Глухой и беспорядочный говор катился по лестницам наверх и, как пожар, начинался во всех концах дворца сразу.
Он усиливался все больше и больше, - ни шагов, ни звона оружия не было слышно; казалось, что каждый коридор, каждая комната этого сумрачного и настороженного здания заговорили сами собой.
Шахов вскочил и прислушался: в этом сплошном шуме все чаще и чаще повторялось, перекатываясь из комнаты в комнату, охватывая дворец со всех сторон одно и тоже знакомое слово:
– Матросы!
"Серое небо, скучная земля... и эта молочница с бидонами, и этот дачный вагон, и дым за окнами, и этот кондуктор с измятым лицом, и грязь вокруг.
Куда они едут, эти молочницы? Они из пригородов возят молоко, домой едут, что ли?
Снова рука начинает болеть... Как медленно тащится поезд. До Царского Села только сорок пять минут, а мы уже часа два едем.
И этот старик с грязной бородой. Куда он едет? На фронт?.. Революция"...
– Фронт, Революция...
– снова повторила она про себя, стараясь понять до конца все значение и смысл этих слов.
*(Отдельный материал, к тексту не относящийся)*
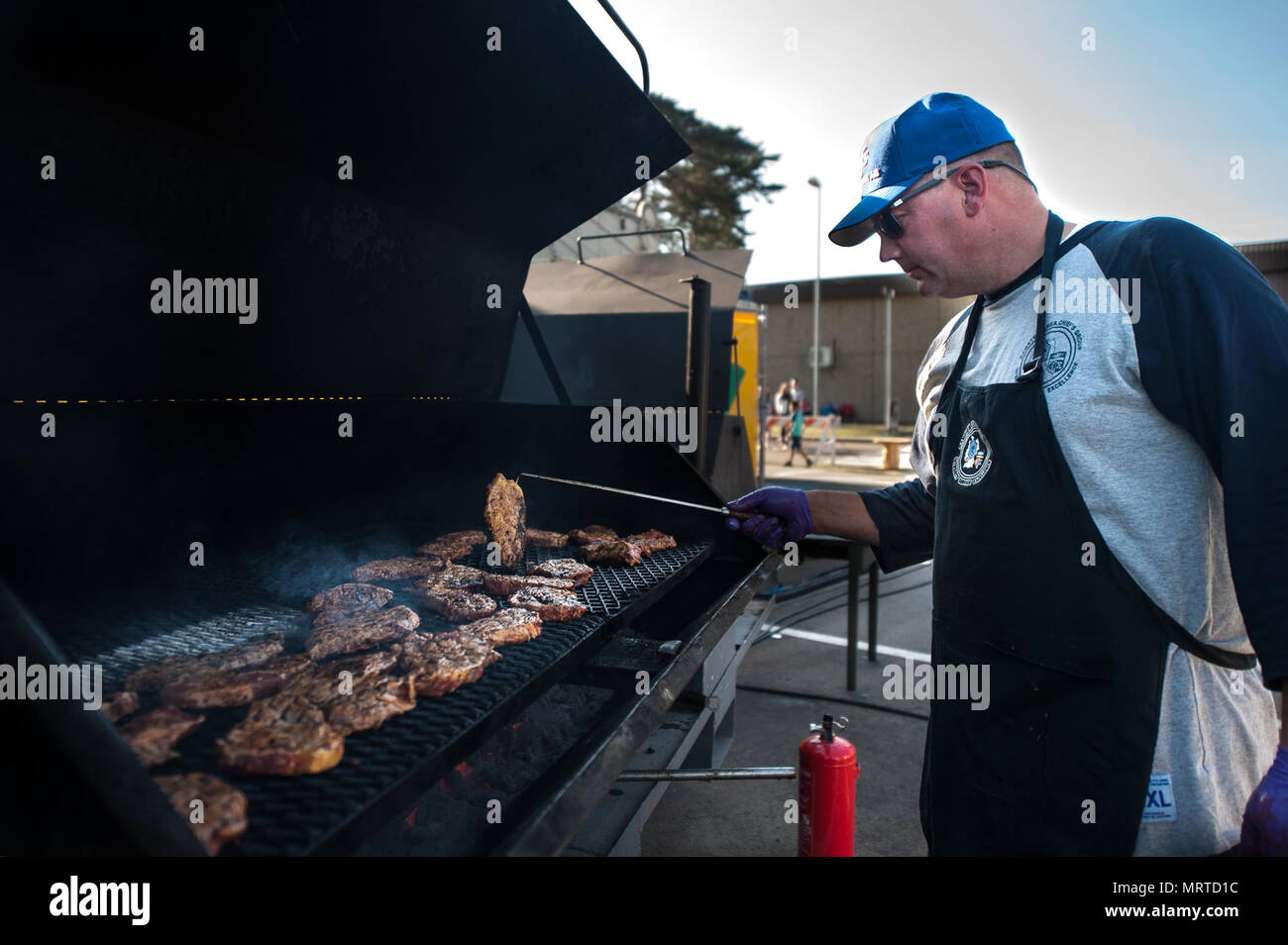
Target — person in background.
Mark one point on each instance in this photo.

– "И он там, на фронте... Константин".
Она впервые за последние годы назвала Шахова по имени, и это имя вдруг показалось ей незнакомым, как это иногда бывает со словами, которых подолгу не случается произнести.
– Кон-стан-тин, - сказала она про себя по слогам и вздрогнула.
– "Письмо... Быть-может, все кончено уже?"... "Я больше не увижу вас, тоска, глупо попался", - вспомнила она.
– "А я даже не знаю, что с ним случилось".
Бледные мокрые поля проплывали мимо окна, где-то далеко в пригороде шел трамвайный вагон, солдаты нехотя тащились по вязкой дороге, маршрутный воинский поезд стоял на боковой ветке.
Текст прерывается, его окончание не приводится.